If everyone in the Jewish community thought as Josh did, there would be no need for my article. His analysis and insight into the conflict illustrates keen awareness and sensitivity to both sides. I can understand how a piece generalizing the reactions of young Jewish teens might even be offensive to those with such a perspective. In this regard, I apologize to anywho may have felt I unfairly characterized them. As I write in my conclusion, individuals with very different attitudes and thoughts, not homogeneous blocks, compose all social groupings. Perhaps I should take my advice to heart.

Still, I challenge Josh to return to a question I pose in my piece: "exactly how important are these killings?" My aim is not to depoliticize these killings in order to divert blame away from the culprits and their political objectives. My goal is to spark, for those now spewing words of fire and brimstone, a flame of resistance. I want the coalescing mob to ask themselves for a moment exactly how many pitchforks does this tragedy require before it is set right. I do not advocate for a political/apolitical binary, but rather a spectrum of politicization in which the killings occupy a designated space. Of course, shoehorning a real, emotional event into such an abstract theoretical device is imperfect, but it's important to think about when so many radicalize the kidnappings to either extreme (Josh makes a good point mentioning how some Palestinians completely denied the original abductions).

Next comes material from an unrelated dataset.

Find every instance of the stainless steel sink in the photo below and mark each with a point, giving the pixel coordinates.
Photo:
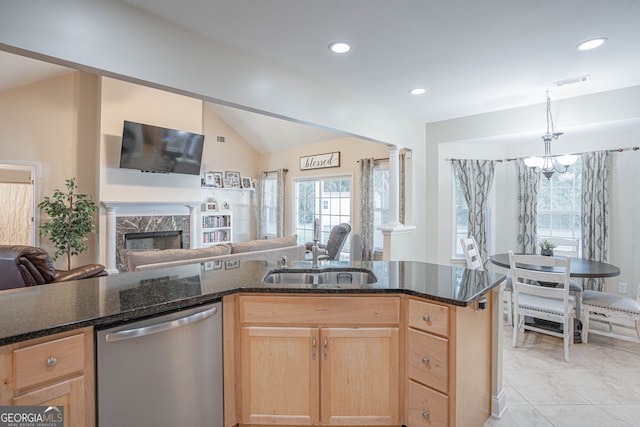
(328, 276)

In the end, Josh's response to my piece seems grounded more in misunderstanding than disagreement. His rebuttal bases its retorts on my "conclusion": “so long as one recognizes the inherent complexity of the issue, the separation between this specific event and the macro violence is logical and necessary". In fact, this sentence appears midway through a paragraph suspended a third of a page above my conclusion. Alone, this sentence substantiates many of his arguments. But like the kidnappings, this sentence does not exist without its surroundings. Were Josh to have fully appreciated the preceding and subsequent paragraphs, I doubt any counter would have emerged. Instead, the isolation and dissection of a particular sentence bred an entirely new article, one in which my piece served as an apologist text wishing to wipe away the importance of three murders. Enduring the tendency to harp on the specific to instead analyze the totality is vital here. Otherwise, misunderstanding has no limits in its implications.